The other concerns lie with the animal’s ability to cope. It’s worth noting that most of our pet hamsters descended from three littermates caught in 1930.1 There isn’t a lot of genetic variability in them, although selective breeding for various colors exists. Wild hamsters evolved to  escape unfavorable weather conditions , leaving animals with little genetic capability to cope with getting cold and wet.

A wet hamster isn’t going to “catch a cold.” Instead, the stress can leave the rodent at risk for bacterial infections, including respiratory ailments like pneumonia. Remember that these animals don’t like change, whether it’s their food or the sudden shock of getting wet.

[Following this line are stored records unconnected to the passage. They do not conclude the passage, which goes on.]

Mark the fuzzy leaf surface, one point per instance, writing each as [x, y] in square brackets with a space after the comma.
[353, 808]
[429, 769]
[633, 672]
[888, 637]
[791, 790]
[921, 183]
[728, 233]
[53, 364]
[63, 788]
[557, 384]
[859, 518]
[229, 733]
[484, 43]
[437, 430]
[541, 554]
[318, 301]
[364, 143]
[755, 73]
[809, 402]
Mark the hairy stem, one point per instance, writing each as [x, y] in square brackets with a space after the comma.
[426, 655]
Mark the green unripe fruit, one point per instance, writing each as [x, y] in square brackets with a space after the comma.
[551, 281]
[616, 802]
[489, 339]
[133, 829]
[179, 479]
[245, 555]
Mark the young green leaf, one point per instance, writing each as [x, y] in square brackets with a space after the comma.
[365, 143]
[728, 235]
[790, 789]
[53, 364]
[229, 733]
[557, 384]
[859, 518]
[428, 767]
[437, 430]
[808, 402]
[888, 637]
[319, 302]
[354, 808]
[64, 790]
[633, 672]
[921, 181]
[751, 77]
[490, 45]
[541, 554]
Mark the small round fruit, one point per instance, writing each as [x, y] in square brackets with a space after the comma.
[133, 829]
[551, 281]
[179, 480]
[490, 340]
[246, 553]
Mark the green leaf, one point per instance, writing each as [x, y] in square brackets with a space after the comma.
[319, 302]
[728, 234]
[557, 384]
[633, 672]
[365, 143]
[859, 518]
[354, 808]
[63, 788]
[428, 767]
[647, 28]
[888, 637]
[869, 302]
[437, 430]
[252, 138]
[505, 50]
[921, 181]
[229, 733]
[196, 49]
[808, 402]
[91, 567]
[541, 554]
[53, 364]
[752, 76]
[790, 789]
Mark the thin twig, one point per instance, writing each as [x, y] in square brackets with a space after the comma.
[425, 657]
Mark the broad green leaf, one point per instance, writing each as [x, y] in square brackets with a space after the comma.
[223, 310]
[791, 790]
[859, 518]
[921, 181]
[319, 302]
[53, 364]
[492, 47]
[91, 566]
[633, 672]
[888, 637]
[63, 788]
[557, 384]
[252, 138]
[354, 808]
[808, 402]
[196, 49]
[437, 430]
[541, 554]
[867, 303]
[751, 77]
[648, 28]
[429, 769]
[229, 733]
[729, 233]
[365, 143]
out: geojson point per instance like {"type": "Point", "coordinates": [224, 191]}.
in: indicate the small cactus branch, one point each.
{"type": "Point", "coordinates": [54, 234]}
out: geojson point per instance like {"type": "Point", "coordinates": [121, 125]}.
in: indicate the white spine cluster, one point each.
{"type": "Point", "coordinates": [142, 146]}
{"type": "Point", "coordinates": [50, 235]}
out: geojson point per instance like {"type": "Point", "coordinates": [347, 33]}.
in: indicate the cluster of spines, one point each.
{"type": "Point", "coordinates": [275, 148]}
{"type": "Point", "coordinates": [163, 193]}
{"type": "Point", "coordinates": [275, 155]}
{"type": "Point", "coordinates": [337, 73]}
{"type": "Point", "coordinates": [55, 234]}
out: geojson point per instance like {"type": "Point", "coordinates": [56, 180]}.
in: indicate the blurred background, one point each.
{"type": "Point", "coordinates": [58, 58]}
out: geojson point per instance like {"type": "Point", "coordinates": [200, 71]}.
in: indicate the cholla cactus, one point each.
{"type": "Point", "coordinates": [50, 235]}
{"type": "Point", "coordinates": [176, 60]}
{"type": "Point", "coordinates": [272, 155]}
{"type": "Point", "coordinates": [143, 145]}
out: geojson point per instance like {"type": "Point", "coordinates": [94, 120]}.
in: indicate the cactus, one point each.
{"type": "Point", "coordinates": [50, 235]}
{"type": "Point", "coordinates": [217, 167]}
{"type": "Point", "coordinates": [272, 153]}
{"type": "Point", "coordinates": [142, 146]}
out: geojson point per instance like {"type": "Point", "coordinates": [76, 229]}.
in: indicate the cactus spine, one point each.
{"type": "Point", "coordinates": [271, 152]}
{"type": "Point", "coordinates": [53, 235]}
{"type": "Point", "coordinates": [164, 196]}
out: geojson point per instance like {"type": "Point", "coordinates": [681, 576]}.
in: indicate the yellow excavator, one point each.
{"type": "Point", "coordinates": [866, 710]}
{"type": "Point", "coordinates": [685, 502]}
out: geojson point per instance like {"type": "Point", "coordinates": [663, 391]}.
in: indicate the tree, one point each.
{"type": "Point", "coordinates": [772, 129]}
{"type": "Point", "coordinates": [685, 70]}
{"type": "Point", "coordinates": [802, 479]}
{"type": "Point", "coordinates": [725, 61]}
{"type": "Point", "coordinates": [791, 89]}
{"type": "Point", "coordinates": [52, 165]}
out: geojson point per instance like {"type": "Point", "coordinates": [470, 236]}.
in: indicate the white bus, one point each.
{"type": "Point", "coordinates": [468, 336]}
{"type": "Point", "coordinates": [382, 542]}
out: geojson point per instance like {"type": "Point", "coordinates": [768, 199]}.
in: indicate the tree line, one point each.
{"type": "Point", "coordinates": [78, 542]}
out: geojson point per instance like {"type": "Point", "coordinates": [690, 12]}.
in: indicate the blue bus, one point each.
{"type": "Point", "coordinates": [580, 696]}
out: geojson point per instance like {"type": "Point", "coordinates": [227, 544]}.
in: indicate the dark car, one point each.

That’s not unexpected with a prey species. Of course, a stressed pet is also more likely to bite and scratch.

Syrian hamster sleeps in the hand of owner
Image Credit: Alex Milan, Shutterstock

Grooming Your Hamster

We mentioned that hamsters are self-groomers. They do an excellent job of keeping themselves clean, not unlike a cat. You should comb long-haired varieties to keep them mat-free. You may also have to trim your pet’s nails occasionally. However, baths are not necessary and are potentially dangerous for your hamster.  Keeping up with routine cage maintenance and ensuring water spills or soiled bedding is removed daily will help your hamster remain clean. If your hamster gets wet by accident i.e. the water bowl toppled over, dry them thoroughly, give them extra bedding to make a cozy bed, and keep them in a warmer part of the house away from draughts. Keep a close eye on them over the coming days and see a veterinarian if you notice anything untoward.


Final Thoughts

Pet hamsters are descendants of animals that live in a dry, albeit harsh, climate. These arid conditions didn’t provide environmental stimuli for these rodents to adapt to wet conditions. Instead, the cold and wet encourage them to conserve resources by entering torpor, and avoid circumstances that could put them at a greater risk of disease and predation. Hamsters shouldn’t get wet or bathed for many of the same reasons.